In the distance, behind him, a car honked. He lowered his head and kept walking, the downpour so intense he feared drowning if he looked up to the sky. He heard the car’s old engine as it got closer, choking like a cat coughing up a hairball. With light from the high beams scattered on the raindrops falling before him, he decided that instead of ignoring them, he should raise his head in defiance. He stopped and turned, but somehow he misjudged this simple step, his right foot trapped by mud clutching at his ankle. With the high beams in his eyes, blinding him, he made another misstep, this time with his left foot, the toe coming down straight into the mud, the leg locking at the knee and his body pitching forward into the path of the car. The mud was wet and cold against his belly and face, its odor and taste evoking the soil in the distant yard of his childhood, the one where he had so often lain prone on the earth and played soldier.

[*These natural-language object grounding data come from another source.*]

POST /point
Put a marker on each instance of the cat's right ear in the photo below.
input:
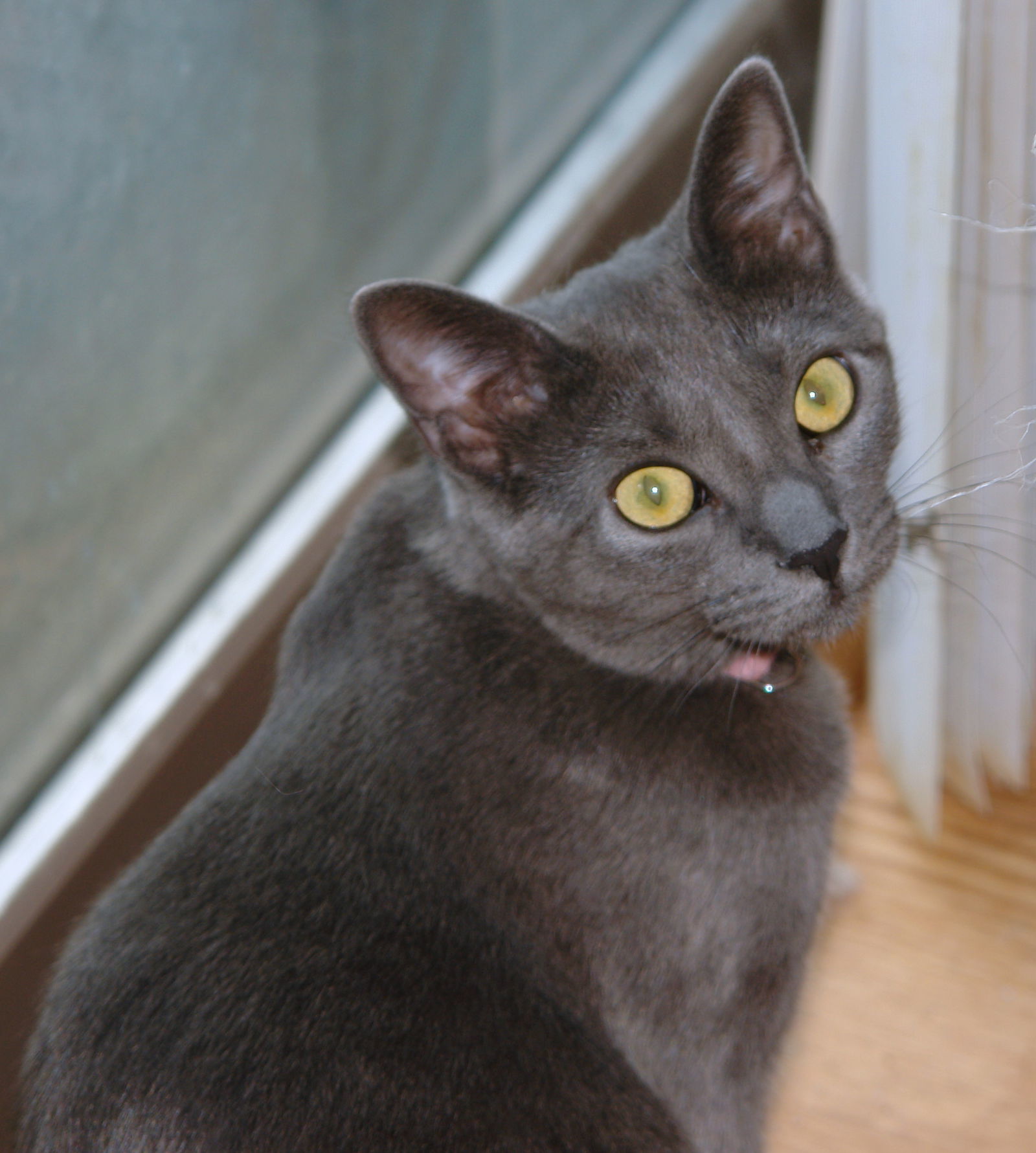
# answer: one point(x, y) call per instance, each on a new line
point(470, 374)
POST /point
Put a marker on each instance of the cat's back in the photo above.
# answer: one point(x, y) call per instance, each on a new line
point(295, 964)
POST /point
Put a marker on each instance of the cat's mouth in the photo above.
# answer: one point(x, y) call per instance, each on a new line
point(770, 669)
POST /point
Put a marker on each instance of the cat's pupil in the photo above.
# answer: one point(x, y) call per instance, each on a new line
point(653, 490)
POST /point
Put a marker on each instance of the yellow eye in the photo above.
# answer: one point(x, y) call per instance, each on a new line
point(655, 497)
point(825, 396)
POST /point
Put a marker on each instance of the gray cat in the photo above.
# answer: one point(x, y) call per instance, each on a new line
point(528, 849)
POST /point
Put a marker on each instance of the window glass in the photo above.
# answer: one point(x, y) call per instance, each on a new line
point(188, 194)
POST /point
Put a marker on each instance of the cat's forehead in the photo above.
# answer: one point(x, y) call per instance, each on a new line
point(666, 321)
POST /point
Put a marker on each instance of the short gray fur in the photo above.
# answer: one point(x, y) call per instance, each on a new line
point(513, 862)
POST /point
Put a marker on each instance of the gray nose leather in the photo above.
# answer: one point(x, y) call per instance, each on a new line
point(805, 532)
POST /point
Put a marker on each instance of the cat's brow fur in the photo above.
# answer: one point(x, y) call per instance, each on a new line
point(512, 863)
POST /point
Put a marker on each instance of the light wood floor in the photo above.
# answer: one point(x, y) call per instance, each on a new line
point(918, 1031)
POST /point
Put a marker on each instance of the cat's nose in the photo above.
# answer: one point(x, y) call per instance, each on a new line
point(825, 561)
point(804, 531)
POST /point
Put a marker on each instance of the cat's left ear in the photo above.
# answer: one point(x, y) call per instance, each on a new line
point(471, 375)
point(751, 209)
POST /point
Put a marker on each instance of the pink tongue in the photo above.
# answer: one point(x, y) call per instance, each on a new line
point(751, 666)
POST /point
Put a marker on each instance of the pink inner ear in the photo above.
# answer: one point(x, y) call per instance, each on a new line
point(438, 374)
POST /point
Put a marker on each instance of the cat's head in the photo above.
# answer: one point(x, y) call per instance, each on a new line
point(679, 460)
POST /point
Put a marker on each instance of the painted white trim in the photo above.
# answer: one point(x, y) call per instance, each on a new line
point(100, 779)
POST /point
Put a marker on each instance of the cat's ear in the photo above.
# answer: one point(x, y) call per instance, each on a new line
point(751, 209)
point(469, 373)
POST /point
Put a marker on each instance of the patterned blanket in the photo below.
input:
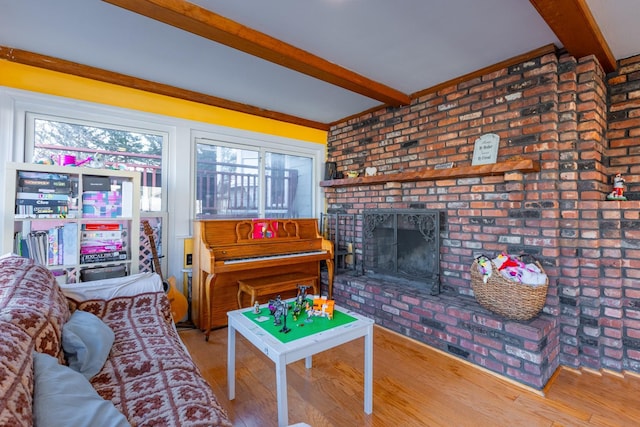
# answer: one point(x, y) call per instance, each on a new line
point(32, 312)
point(149, 375)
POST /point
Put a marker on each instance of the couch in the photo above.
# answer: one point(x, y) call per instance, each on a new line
point(102, 353)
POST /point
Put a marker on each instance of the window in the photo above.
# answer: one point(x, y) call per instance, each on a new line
point(65, 141)
point(234, 181)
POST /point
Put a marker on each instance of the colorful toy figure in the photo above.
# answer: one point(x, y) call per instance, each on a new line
point(618, 189)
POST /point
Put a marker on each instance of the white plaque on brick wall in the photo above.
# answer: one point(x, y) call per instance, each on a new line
point(485, 150)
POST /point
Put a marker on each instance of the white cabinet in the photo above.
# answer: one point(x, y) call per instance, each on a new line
point(82, 223)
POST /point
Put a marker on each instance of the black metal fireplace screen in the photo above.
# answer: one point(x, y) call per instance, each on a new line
point(403, 244)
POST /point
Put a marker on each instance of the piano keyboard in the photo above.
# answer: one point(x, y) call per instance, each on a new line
point(270, 257)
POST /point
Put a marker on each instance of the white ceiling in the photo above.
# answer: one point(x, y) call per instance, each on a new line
point(408, 45)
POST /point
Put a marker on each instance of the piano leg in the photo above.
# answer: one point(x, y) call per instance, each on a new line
point(208, 284)
point(330, 273)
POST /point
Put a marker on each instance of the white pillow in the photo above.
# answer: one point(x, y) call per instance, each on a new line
point(107, 289)
point(86, 341)
point(62, 398)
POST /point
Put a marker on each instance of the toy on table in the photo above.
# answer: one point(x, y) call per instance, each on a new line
point(279, 309)
point(322, 307)
point(618, 188)
point(299, 303)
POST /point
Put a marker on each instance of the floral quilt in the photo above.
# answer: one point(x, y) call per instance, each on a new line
point(149, 375)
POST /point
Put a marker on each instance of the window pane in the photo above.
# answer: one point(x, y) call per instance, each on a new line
point(102, 147)
point(288, 188)
point(227, 182)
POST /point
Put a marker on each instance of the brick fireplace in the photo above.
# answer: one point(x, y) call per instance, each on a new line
point(578, 127)
point(404, 245)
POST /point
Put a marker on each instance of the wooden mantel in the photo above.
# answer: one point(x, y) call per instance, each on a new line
point(523, 165)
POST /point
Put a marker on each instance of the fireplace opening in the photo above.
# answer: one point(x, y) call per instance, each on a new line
point(403, 244)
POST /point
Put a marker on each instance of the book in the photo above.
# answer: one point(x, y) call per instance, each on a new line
point(70, 248)
point(21, 195)
point(107, 247)
point(101, 234)
point(103, 257)
point(44, 185)
point(102, 226)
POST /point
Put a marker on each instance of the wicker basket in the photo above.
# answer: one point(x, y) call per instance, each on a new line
point(513, 300)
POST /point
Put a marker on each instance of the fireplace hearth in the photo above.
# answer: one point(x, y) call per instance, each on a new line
point(403, 245)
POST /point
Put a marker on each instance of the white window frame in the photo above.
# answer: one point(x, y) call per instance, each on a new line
point(261, 145)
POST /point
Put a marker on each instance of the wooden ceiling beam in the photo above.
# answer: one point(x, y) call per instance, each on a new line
point(202, 22)
point(73, 68)
point(574, 25)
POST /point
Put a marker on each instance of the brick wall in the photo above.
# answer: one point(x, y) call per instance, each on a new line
point(551, 109)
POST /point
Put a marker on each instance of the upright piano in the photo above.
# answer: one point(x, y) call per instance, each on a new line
point(226, 250)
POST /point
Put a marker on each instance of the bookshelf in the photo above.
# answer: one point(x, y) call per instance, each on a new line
point(81, 223)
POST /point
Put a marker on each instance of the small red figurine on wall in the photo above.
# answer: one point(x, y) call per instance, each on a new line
point(618, 189)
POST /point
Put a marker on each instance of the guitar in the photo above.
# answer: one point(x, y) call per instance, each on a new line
point(178, 301)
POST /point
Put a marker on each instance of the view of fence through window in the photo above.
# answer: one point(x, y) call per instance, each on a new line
point(229, 183)
point(104, 147)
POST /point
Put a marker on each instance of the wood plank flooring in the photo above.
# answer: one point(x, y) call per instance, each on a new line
point(414, 385)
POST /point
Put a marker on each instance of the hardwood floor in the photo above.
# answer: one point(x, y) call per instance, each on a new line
point(414, 385)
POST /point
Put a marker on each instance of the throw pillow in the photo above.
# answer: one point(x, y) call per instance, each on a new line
point(107, 289)
point(86, 341)
point(63, 398)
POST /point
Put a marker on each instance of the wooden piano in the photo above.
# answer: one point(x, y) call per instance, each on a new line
point(226, 250)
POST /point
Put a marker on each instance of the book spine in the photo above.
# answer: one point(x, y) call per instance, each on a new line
point(42, 211)
point(101, 234)
point(21, 195)
point(42, 202)
point(103, 257)
point(100, 248)
point(102, 226)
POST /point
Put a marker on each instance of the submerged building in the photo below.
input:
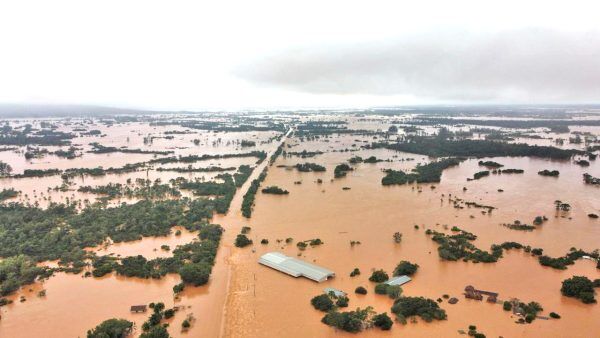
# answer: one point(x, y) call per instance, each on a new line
point(295, 267)
point(398, 280)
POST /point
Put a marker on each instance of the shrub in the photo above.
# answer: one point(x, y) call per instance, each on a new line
point(379, 276)
point(322, 303)
point(342, 301)
point(360, 290)
point(241, 241)
point(427, 309)
point(381, 289)
point(579, 287)
point(382, 321)
point(405, 268)
point(111, 328)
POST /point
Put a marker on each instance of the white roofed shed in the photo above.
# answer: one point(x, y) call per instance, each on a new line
point(295, 267)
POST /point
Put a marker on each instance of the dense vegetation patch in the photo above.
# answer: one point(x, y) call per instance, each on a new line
point(341, 170)
point(111, 328)
point(546, 172)
point(428, 173)
point(275, 190)
point(441, 147)
point(406, 268)
point(427, 309)
point(308, 167)
point(579, 287)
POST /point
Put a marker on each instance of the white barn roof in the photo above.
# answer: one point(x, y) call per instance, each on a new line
point(399, 280)
point(295, 267)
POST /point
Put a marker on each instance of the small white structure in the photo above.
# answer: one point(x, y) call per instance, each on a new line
point(295, 267)
point(398, 280)
point(336, 292)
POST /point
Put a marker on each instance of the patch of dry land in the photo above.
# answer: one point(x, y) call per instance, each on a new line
point(168, 211)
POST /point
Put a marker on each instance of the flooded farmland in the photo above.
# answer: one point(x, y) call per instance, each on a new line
point(355, 216)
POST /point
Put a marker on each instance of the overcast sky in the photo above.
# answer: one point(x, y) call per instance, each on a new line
point(279, 54)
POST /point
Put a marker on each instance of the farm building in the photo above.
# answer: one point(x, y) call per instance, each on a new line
point(295, 267)
point(398, 280)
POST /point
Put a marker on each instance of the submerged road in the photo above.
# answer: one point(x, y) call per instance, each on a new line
point(212, 316)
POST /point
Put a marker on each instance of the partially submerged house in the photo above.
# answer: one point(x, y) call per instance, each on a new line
point(138, 308)
point(295, 267)
point(472, 293)
point(335, 292)
point(398, 280)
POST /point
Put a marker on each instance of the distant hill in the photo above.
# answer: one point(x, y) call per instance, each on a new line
point(42, 110)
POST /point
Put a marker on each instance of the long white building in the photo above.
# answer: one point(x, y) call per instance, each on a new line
point(295, 267)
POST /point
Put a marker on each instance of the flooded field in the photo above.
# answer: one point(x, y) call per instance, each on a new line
point(245, 299)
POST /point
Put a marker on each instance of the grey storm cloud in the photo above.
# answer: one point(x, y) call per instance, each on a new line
point(526, 65)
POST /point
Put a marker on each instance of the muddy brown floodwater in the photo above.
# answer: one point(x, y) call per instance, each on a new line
point(245, 299)
point(265, 303)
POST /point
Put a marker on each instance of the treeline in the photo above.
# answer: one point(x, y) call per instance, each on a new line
point(275, 190)
point(517, 124)
point(97, 148)
point(308, 167)
point(193, 261)
point(60, 232)
point(459, 246)
point(428, 173)
point(130, 167)
point(190, 169)
point(250, 195)
point(8, 193)
point(42, 137)
point(17, 271)
point(441, 147)
point(143, 189)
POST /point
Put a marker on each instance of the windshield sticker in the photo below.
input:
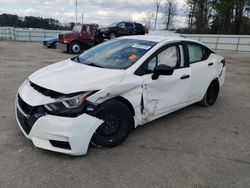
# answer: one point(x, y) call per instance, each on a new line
point(132, 57)
point(140, 46)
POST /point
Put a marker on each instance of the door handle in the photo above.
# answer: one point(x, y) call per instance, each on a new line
point(185, 77)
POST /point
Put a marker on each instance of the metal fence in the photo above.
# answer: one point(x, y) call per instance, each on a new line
point(30, 35)
point(236, 43)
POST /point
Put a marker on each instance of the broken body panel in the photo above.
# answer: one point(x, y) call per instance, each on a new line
point(148, 98)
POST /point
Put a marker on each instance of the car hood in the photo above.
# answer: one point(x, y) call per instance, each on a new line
point(51, 39)
point(69, 77)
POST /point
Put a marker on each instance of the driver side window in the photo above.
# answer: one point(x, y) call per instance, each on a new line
point(169, 57)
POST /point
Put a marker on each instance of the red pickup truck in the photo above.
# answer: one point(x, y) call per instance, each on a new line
point(81, 38)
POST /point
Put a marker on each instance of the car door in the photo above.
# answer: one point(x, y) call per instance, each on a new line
point(122, 30)
point(201, 69)
point(167, 93)
point(86, 36)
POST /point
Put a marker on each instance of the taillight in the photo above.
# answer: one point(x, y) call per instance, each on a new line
point(223, 62)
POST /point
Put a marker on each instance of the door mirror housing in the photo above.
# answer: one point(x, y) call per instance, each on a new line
point(162, 70)
point(122, 26)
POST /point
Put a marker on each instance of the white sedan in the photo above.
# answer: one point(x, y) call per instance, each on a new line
point(101, 95)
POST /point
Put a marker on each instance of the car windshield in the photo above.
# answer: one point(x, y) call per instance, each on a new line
point(113, 24)
point(117, 54)
point(77, 28)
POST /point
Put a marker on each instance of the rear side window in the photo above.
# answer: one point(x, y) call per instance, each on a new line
point(197, 53)
point(130, 25)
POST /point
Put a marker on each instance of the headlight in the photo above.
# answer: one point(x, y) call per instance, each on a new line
point(68, 105)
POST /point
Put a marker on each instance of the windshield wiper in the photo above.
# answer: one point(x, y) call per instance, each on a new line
point(76, 59)
point(94, 65)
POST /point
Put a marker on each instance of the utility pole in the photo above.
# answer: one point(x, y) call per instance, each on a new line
point(76, 11)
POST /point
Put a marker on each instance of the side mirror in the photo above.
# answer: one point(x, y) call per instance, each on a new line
point(162, 70)
point(122, 26)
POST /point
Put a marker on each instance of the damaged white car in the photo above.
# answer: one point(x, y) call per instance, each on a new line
point(101, 95)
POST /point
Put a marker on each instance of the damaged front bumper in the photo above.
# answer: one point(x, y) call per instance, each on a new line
point(68, 135)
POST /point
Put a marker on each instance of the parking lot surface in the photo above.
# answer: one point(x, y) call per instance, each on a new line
point(194, 147)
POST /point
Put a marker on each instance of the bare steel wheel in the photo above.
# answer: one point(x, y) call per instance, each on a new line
point(118, 122)
point(75, 48)
point(211, 95)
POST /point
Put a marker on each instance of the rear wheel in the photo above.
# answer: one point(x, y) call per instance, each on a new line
point(53, 45)
point(211, 95)
point(75, 47)
point(112, 36)
point(118, 122)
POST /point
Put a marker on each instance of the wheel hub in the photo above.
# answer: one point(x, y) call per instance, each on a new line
point(111, 124)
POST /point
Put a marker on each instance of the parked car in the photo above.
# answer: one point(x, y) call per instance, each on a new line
point(50, 42)
point(101, 95)
point(81, 38)
point(122, 29)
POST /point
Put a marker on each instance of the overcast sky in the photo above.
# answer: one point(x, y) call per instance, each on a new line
point(101, 12)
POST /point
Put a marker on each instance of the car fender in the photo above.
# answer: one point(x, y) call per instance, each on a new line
point(131, 91)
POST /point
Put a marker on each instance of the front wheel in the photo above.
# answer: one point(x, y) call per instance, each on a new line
point(75, 47)
point(112, 36)
point(211, 95)
point(118, 122)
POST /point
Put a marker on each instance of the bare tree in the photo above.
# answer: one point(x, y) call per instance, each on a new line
point(147, 20)
point(169, 13)
point(157, 4)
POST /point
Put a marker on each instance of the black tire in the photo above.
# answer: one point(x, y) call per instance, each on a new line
point(75, 47)
point(112, 35)
point(53, 45)
point(211, 94)
point(117, 126)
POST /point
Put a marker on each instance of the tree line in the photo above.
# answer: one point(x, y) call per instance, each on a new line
point(33, 22)
point(203, 16)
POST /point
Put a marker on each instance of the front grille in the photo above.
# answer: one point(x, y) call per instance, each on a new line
point(27, 115)
point(24, 106)
point(23, 122)
point(46, 92)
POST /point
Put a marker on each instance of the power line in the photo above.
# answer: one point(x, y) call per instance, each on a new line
point(76, 10)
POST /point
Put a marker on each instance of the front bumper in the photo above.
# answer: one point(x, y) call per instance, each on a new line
point(60, 134)
point(62, 46)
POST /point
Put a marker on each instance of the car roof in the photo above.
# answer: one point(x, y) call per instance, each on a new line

It was Legaspi who helped him to his feet and into the idling Land Cruiser, Claire hovering over them with an umbrella. They put him in the backseat, shivering, Michiko using the silk scarf she had bought yesterday to wipe the mud from his eyes and face.

“We all thought you just went to sit in the car, Jimmy,” she said. Legaspi started driving toward the blacktop. “What got into you?”

“I’m sixty-eight, damn it.” Carver sneezed. “I’m old but I’m not dead.”

“You’re sixty-nine.”

He was going to argue as she scrubbed at the mud around his ears, but then he realized Michiko was right. Even his own years were elusive, time ruthlessly thinning out the once-dense herd of his memories. In the rearview mirror, he saw Legaspi looking at him, and when Legaspi spoke, his voice was not unkind.